Predictive Genotyping Improves Patient Care

In 2020, the Clinical Laboratory team at the Vanderbilt University Medical Center started a pharmacogenomics (PGx) testing program to evaluate patients for five drug-gene interactions (DGIs). In that program, called Pharmacogenomic Resource for Enhanced Decisions in Care and Treatment (or PREDICT), the VUMC lab used PGx testing on patients taking certain drugs.

The drugs and the corresponding genes being assessed with pharmacogenetic testing were:

  • clopidogrel (for CYP2C19),
  • simvastatin (for SLCO1B1,
  • warfarin (for VKORC1 and CYP2C9),
  • thiopurines (for TPMT), and,
  • tacrolimus (for CYP3A5).

After the program began, the lab staff followed more than 52,000 patients who were covered under a medical home model of care. Many of those patients received a number of the drugs for which the lab was testing using pharmacogenetic panels, said Mary M. Zutter, MD, VUMC’s Vice President for Integrative Diagnostics.

The lab used prospective genotyping testing to identify patients in the group who were at high risk by testing for all of the drugs on its panel. In this way, the lab tested for five DGIs simultaneously.

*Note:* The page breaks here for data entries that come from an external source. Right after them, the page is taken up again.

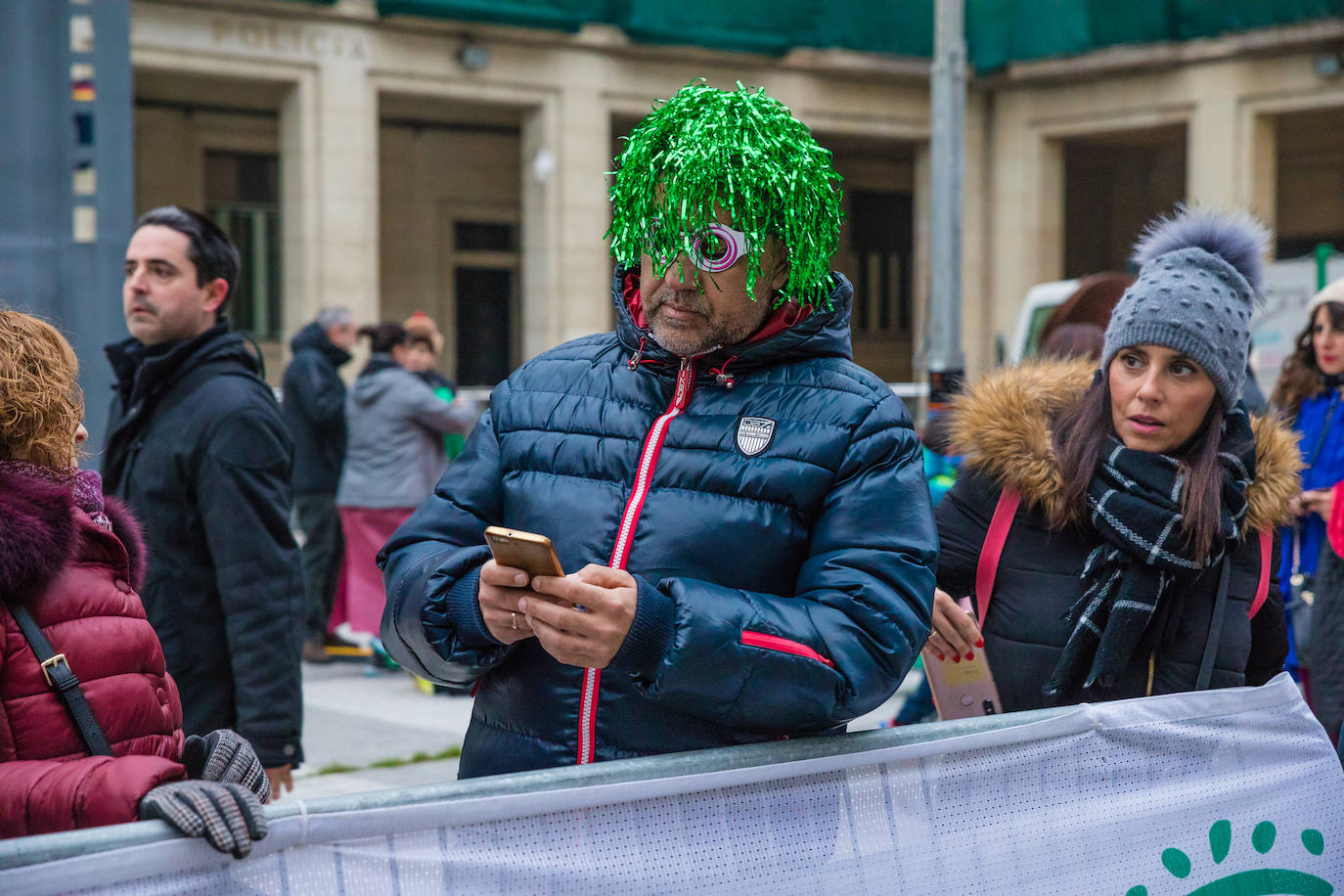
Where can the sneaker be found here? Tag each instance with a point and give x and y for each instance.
(333, 640)
(315, 651)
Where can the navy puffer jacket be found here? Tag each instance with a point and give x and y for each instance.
(783, 589)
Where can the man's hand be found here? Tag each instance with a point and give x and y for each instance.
(277, 777)
(955, 632)
(499, 596)
(589, 637)
(225, 755)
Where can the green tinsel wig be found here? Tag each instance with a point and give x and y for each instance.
(742, 152)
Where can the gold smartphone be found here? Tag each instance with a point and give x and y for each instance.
(527, 551)
(963, 690)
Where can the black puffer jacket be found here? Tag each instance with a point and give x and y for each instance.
(769, 500)
(315, 410)
(1003, 427)
(198, 449)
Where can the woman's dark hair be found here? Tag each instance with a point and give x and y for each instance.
(383, 337)
(208, 246)
(1301, 378)
(1080, 435)
(1074, 340)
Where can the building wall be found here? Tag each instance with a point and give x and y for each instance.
(334, 65)
(366, 204)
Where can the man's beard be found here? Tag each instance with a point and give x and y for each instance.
(685, 338)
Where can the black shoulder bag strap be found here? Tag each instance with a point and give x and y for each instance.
(57, 670)
(1215, 628)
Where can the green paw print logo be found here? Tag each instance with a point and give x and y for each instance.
(1260, 881)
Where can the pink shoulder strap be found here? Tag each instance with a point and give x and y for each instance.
(1262, 589)
(994, 547)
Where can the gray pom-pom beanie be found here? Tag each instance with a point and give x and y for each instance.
(1199, 281)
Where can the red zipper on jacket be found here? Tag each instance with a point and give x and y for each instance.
(625, 536)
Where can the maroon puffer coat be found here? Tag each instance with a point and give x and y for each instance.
(78, 582)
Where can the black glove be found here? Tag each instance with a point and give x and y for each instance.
(225, 755)
(226, 814)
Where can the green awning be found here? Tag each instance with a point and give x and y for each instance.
(998, 31)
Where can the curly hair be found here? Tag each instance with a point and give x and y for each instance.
(40, 402)
(739, 151)
(1301, 378)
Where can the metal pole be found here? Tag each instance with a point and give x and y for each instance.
(948, 86)
(67, 175)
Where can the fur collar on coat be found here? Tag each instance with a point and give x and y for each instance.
(1002, 426)
(39, 533)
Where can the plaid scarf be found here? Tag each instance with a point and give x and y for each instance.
(1135, 504)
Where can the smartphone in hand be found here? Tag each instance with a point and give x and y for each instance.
(963, 690)
(527, 551)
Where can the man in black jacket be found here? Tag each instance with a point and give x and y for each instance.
(198, 449)
(315, 413)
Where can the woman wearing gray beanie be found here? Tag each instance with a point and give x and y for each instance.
(1138, 503)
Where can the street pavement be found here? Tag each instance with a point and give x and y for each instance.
(377, 723)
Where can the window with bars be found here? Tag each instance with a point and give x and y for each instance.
(243, 197)
(880, 227)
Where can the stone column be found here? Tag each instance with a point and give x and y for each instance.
(584, 135)
(330, 193)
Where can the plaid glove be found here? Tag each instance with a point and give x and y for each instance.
(225, 755)
(226, 814)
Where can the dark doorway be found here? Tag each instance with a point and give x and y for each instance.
(1114, 184)
(484, 332)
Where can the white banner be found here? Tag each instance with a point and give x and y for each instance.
(1221, 792)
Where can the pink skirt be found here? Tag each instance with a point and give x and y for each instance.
(360, 597)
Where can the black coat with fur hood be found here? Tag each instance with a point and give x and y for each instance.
(1003, 430)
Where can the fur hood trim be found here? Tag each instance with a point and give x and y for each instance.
(126, 528)
(1002, 427)
(39, 533)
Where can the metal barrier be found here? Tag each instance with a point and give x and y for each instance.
(45, 848)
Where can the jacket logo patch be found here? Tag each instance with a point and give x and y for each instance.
(754, 434)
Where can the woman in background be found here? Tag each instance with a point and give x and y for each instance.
(1148, 497)
(394, 457)
(1308, 395)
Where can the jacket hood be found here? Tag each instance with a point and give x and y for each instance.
(790, 332)
(377, 381)
(39, 533)
(1002, 426)
(313, 337)
(141, 368)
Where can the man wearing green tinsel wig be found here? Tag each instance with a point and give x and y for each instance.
(739, 507)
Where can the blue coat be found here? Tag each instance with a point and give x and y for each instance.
(785, 567)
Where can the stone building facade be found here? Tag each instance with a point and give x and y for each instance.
(403, 162)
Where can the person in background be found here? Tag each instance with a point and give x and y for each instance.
(740, 508)
(1308, 395)
(198, 448)
(1074, 340)
(941, 463)
(1148, 495)
(71, 561)
(427, 344)
(315, 414)
(392, 460)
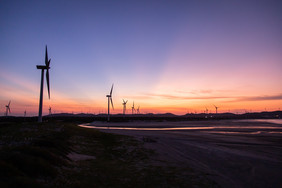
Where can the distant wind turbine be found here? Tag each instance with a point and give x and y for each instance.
(133, 109)
(138, 112)
(207, 110)
(43, 67)
(50, 110)
(124, 106)
(216, 107)
(8, 110)
(110, 100)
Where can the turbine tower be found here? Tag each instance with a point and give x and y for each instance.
(8, 110)
(43, 67)
(110, 100)
(124, 106)
(50, 110)
(216, 107)
(133, 109)
(207, 110)
(138, 112)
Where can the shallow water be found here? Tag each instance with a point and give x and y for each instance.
(212, 129)
(276, 121)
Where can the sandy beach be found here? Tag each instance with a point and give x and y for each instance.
(233, 153)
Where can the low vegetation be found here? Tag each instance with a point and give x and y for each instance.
(61, 154)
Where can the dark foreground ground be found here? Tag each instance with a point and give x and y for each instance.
(234, 154)
(61, 154)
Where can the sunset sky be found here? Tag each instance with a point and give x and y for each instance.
(166, 56)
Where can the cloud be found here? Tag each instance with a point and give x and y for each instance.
(259, 98)
(210, 97)
(178, 97)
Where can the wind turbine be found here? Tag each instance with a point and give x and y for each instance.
(138, 112)
(50, 110)
(124, 106)
(110, 100)
(216, 107)
(133, 109)
(8, 110)
(43, 67)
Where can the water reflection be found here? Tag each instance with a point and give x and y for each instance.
(244, 128)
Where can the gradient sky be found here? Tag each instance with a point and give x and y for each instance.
(167, 56)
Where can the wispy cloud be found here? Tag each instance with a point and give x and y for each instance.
(258, 98)
(209, 97)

Almost all (91%) of the patients had at least one DGI risk, meaning the physicians caring for those patients would change the patients’ treatment once they had the test results. By continuing to follow those patients, VUMC found that such testing improved patient outcomes.

Given that result, the VUMC lab has expanded the PREDICT program over the past two years by adding other drug-gene interactions, Zutter said. At first, the lab expanded testing to 10 DGIs, and soon that number will rise to 16 DGIs, she added.